The morning after the Miami Heat defeated the Boston Celtics last June on their way to LeBron James’ first NBA title, Rick Gehman woke up, turned on his computer, and checked his Twitter feed. The tweets read, “Can you believe this Heat game?” and, especially, contained chatter about a “great shot by LeBron.” Gehman had no idea what moment they were talking about, since he went to bed before the game was over.
“I watched 'SportsCenter,' trying to figure out the play [to see if it was] a dagger shot. That’s how far I took it,” he says, recalling how frustrated he felt.
But what if there was a way to add the real-time scores to those mysterious tweets so when you read them, you’d know exactly what moment the tweets referred to? That’s what inspired the 24-year-old to create Cibos, an app that’s nearly ready for release.
Cibos (which he says means “feed” in Latin) puts a stamp on tweets about events marking the teams playing, the quarter/inning/period and the time, giving readers the context they need if they’re not watching a game. The technology behind it? An algorithm that started with Gehman poring over endless strings of tweets.

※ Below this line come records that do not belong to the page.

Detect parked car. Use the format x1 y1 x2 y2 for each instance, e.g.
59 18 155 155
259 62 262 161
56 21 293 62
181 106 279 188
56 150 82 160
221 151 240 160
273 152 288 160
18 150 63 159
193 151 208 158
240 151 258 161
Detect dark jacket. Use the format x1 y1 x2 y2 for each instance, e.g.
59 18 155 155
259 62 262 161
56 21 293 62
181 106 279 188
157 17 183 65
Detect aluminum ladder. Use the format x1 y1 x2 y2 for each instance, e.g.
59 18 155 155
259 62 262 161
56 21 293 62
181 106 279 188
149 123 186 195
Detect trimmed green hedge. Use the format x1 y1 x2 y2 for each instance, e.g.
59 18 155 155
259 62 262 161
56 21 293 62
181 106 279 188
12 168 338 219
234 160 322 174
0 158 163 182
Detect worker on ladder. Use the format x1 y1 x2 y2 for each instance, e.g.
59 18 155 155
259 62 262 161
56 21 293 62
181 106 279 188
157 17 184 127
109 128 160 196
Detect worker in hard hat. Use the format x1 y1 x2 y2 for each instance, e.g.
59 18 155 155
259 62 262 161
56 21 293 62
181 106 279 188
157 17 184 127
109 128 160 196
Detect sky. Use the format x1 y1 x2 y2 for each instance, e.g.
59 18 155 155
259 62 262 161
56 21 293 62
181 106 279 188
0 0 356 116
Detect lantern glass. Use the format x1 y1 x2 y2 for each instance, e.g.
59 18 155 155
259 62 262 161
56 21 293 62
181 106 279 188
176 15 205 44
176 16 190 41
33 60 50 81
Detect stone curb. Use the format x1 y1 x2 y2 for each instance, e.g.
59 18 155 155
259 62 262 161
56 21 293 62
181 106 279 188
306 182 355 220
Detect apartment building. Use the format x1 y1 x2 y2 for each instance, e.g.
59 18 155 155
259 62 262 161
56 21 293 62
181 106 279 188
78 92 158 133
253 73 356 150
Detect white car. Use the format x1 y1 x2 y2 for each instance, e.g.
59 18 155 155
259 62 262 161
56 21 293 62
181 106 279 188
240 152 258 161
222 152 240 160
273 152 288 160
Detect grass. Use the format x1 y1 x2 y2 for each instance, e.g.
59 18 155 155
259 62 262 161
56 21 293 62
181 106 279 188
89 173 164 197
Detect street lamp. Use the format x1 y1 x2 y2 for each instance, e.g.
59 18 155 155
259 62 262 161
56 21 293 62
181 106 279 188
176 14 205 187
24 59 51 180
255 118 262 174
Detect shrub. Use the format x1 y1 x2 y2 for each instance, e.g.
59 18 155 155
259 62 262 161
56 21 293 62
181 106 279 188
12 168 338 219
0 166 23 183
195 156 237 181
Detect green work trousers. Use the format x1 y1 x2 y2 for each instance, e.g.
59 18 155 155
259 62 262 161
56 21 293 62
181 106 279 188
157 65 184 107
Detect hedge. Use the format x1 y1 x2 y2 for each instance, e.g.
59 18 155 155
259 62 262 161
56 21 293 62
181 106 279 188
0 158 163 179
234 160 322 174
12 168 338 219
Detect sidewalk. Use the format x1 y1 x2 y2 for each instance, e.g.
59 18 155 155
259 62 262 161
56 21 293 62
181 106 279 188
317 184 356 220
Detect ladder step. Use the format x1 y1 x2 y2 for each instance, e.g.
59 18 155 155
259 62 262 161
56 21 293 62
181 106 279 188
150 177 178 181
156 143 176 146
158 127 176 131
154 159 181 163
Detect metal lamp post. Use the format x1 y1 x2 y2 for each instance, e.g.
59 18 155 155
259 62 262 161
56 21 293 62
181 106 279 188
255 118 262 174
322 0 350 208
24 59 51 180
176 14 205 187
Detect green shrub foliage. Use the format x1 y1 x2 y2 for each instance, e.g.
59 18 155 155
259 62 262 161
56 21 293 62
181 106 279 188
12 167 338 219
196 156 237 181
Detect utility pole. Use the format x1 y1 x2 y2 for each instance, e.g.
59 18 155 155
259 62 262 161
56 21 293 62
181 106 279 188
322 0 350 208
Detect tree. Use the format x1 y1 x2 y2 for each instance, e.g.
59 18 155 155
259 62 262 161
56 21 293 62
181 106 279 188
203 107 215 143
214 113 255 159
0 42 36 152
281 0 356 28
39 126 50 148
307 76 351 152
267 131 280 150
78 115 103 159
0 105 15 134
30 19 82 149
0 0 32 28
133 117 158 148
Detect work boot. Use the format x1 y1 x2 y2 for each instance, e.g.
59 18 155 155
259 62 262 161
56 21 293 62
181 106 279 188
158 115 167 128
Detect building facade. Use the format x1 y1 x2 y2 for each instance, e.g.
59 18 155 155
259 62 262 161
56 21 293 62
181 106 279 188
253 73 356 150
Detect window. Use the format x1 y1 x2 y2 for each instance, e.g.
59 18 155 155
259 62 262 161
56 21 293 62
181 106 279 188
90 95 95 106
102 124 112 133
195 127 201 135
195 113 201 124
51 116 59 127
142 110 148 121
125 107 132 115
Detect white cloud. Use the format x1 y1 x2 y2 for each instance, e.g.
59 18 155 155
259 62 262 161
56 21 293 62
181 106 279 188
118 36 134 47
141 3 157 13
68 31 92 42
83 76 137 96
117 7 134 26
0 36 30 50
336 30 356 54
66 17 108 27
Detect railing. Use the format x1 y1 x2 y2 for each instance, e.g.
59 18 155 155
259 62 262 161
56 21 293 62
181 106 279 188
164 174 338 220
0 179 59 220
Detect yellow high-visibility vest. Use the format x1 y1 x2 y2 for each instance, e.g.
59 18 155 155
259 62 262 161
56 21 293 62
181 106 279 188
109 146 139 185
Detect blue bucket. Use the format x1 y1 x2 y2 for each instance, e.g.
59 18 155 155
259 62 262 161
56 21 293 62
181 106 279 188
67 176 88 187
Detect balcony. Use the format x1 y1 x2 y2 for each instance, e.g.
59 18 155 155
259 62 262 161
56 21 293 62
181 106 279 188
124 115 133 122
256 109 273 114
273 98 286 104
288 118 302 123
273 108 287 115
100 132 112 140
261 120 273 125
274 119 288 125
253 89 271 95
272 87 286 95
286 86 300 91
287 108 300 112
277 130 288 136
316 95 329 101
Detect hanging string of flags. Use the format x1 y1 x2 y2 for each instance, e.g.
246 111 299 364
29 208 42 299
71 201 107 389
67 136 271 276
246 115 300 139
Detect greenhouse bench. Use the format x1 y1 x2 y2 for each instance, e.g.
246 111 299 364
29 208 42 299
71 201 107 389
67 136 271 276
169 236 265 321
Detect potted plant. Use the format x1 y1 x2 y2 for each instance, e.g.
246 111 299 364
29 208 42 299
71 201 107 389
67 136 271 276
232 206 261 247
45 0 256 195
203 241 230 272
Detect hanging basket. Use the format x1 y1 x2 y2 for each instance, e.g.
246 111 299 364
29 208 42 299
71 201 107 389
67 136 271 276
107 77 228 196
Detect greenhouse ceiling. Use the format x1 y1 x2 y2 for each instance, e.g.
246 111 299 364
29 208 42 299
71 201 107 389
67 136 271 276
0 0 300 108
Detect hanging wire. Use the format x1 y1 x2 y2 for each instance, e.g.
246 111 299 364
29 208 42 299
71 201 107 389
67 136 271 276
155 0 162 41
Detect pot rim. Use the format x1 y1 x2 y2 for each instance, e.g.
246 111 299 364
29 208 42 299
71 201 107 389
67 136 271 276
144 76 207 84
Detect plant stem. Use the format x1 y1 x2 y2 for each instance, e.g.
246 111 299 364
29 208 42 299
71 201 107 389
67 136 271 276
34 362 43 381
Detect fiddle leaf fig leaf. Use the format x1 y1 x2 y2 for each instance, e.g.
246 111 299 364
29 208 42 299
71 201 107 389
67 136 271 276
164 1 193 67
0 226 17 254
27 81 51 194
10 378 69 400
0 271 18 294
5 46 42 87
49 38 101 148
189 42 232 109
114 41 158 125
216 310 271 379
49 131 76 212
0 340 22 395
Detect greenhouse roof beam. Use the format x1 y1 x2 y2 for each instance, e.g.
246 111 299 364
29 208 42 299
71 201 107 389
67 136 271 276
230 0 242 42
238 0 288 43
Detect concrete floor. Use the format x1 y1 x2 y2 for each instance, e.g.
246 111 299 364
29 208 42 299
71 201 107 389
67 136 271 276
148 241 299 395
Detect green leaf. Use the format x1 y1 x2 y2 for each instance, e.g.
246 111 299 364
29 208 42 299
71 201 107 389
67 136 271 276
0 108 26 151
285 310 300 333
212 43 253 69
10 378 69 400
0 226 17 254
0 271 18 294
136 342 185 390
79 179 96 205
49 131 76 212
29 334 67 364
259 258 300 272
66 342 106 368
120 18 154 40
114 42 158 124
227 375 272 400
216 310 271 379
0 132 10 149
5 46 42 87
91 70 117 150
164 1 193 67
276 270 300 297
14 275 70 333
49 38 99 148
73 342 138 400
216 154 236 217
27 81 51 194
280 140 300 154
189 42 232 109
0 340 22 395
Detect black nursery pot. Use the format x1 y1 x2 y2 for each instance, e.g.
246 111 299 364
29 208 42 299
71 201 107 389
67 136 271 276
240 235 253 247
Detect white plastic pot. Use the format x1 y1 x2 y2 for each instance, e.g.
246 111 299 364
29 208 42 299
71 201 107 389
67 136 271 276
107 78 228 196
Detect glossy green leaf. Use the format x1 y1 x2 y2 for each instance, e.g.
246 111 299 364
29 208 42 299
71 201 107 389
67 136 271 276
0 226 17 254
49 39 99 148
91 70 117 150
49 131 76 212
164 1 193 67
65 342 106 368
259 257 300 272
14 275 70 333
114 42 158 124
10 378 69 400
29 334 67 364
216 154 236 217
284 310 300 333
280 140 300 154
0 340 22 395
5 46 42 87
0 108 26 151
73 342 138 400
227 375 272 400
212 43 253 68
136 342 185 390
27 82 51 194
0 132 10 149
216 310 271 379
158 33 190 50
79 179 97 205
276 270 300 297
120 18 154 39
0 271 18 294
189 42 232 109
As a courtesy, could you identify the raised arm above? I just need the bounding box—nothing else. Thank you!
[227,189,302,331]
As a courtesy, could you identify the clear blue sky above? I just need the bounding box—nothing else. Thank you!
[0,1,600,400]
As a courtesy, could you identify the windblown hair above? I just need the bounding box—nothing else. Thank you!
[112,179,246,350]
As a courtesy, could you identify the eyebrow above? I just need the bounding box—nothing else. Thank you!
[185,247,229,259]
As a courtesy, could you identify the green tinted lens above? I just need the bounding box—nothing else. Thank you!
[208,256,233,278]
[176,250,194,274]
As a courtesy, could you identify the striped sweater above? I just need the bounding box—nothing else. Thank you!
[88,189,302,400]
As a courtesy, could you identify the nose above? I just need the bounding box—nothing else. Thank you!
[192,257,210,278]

“I have read tens of thousands of tweets to figure out what people say when they’re talking,” he says. “It’s helpful with hashtags.”
Since Gehman’s life is spent working with sports and social media -- the King of Prussia, Pa., native runs the Facebook and Twitter feeds for Philadelphia’s Wells Fargo Center -- he was aware not everyone uses a hashtag. So he looked for patterns, like users writing “LeBron” and how much that corresponded to a game played by the Heat. Nearly a year later, the algorithm is 99.6 percent accurate. Nothing would make him happier than to continue to get that stat as close to 100 percent as possible.

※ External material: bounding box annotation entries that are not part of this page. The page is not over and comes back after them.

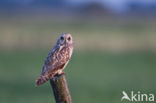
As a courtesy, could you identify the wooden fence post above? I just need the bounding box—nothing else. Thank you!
[50,74,72,103]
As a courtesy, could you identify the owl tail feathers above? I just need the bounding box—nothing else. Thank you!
[36,75,50,86]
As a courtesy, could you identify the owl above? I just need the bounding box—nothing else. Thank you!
[36,33,73,86]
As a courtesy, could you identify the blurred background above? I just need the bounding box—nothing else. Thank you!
[0,0,156,103]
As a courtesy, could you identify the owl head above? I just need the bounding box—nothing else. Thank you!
[57,33,73,46]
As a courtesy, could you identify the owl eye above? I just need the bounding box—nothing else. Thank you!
[60,36,64,41]
[68,37,71,41]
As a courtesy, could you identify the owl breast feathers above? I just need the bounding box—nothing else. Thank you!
[36,33,73,86]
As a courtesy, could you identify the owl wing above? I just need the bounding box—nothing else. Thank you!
[41,47,69,77]
[36,48,69,86]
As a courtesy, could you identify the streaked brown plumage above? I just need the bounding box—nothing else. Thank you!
[36,33,73,86]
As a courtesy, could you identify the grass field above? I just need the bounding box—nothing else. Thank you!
[0,15,156,103]
[0,50,156,103]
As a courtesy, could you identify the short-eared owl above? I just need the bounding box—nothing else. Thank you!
[36,33,73,86]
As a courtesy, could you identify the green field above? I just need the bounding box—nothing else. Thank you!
[0,50,156,103]
[0,15,156,103]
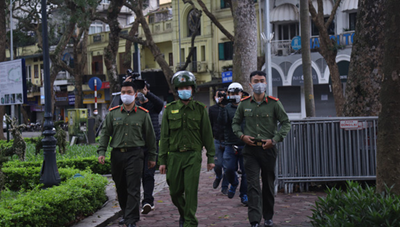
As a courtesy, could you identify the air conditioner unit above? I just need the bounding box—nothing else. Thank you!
[197,62,208,72]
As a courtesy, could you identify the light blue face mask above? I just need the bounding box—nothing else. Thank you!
[178,90,192,100]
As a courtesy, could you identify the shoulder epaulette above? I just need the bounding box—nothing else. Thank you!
[194,101,207,108]
[268,96,279,101]
[139,106,149,113]
[240,96,251,101]
[109,106,119,111]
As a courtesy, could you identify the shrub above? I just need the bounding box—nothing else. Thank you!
[3,156,111,174]
[310,181,400,227]
[0,168,108,227]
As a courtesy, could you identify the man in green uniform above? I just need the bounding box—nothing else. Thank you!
[97,82,157,227]
[159,71,215,227]
[232,71,290,227]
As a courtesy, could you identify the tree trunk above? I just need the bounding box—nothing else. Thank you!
[300,1,315,117]
[231,0,257,94]
[104,0,125,93]
[378,0,400,195]
[0,0,7,140]
[344,0,386,116]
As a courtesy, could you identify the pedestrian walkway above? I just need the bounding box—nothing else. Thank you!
[97,151,325,227]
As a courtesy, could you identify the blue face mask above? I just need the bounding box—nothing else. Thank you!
[178,90,192,100]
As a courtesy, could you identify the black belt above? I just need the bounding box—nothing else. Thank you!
[113,147,142,153]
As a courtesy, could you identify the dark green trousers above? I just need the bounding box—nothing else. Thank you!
[111,149,144,225]
[243,145,278,223]
[167,151,201,227]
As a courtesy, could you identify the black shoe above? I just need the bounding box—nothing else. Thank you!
[213,178,221,189]
[221,188,228,195]
[264,219,274,227]
[179,217,185,227]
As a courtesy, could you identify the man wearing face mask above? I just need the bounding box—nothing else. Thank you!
[208,88,229,195]
[218,82,248,206]
[232,71,290,227]
[159,71,215,227]
[136,83,164,214]
[97,81,157,227]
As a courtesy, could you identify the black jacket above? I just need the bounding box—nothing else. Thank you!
[136,91,164,141]
[217,103,246,146]
[208,104,224,140]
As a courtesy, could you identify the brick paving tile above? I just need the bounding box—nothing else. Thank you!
[107,151,325,227]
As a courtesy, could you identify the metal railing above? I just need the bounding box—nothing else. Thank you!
[277,117,378,193]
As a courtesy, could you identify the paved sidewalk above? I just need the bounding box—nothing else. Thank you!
[100,151,325,227]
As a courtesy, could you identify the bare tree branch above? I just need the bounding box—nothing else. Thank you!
[197,0,235,42]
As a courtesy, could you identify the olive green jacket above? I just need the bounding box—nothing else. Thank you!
[97,105,157,161]
[232,96,290,142]
[158,100,215,165]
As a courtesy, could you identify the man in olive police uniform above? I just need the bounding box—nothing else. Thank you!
[98,82,157,227]
[232,71,290,227]
[159,71,215,227]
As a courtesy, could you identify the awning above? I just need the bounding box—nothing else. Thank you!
[340,0,358,12]
[313,0,333,16]
[270,4,300,23]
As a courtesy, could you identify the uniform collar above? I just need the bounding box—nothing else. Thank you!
[177,99,194,110]
[250,93,268,104]
[120,103,137,113]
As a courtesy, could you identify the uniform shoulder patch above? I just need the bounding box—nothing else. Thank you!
[240,96,251,101]
[195,101,207,108]
[109,106,120,111]
[139,106,149,113]
[268,96,279,101]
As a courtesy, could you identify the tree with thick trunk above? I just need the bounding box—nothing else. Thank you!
[344,0,386,116]
[300,1,315,117]
[94,0,126,93]
[308,0,344,116]
[378,0,400,195]
[0,0,7,140]
[231,0,257,93]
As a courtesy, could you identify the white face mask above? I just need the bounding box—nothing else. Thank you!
[121,95,135,105]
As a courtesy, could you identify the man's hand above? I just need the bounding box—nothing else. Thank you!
[158,165,167,174]
[242,135,256,147]
[147,161,156,169]
[261,139,274,150]
[98,156,106,165]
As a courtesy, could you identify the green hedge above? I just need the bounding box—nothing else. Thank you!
[3,157,111,174]
[0,167,108,227]
[310,182,400,227]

There’s another function Gehman and his two partners added to Cibos: Say you’re at your child’s birthday party and trying your best to avoid hearing the score of a game because you’d chosen instead to record it your DVR. The app will use the same algorithm to pull tweets about the contest from your timeline so you won’t see them in advance of watching. Though he says the app will focus on sports when it’s launched, he can see a future in which it has uses for TV shows and movies as a digital spoiler alert.
It won’t, however, stop you from overhearing random strangers in your local Starbucks ruining the past two episodes of "Game of Thrones" sitting on your queue. But at least you’ll know exactly what “OHHHHHH!!! WHAT A SHOT!!! #weareallwitnesses #lebron” meant.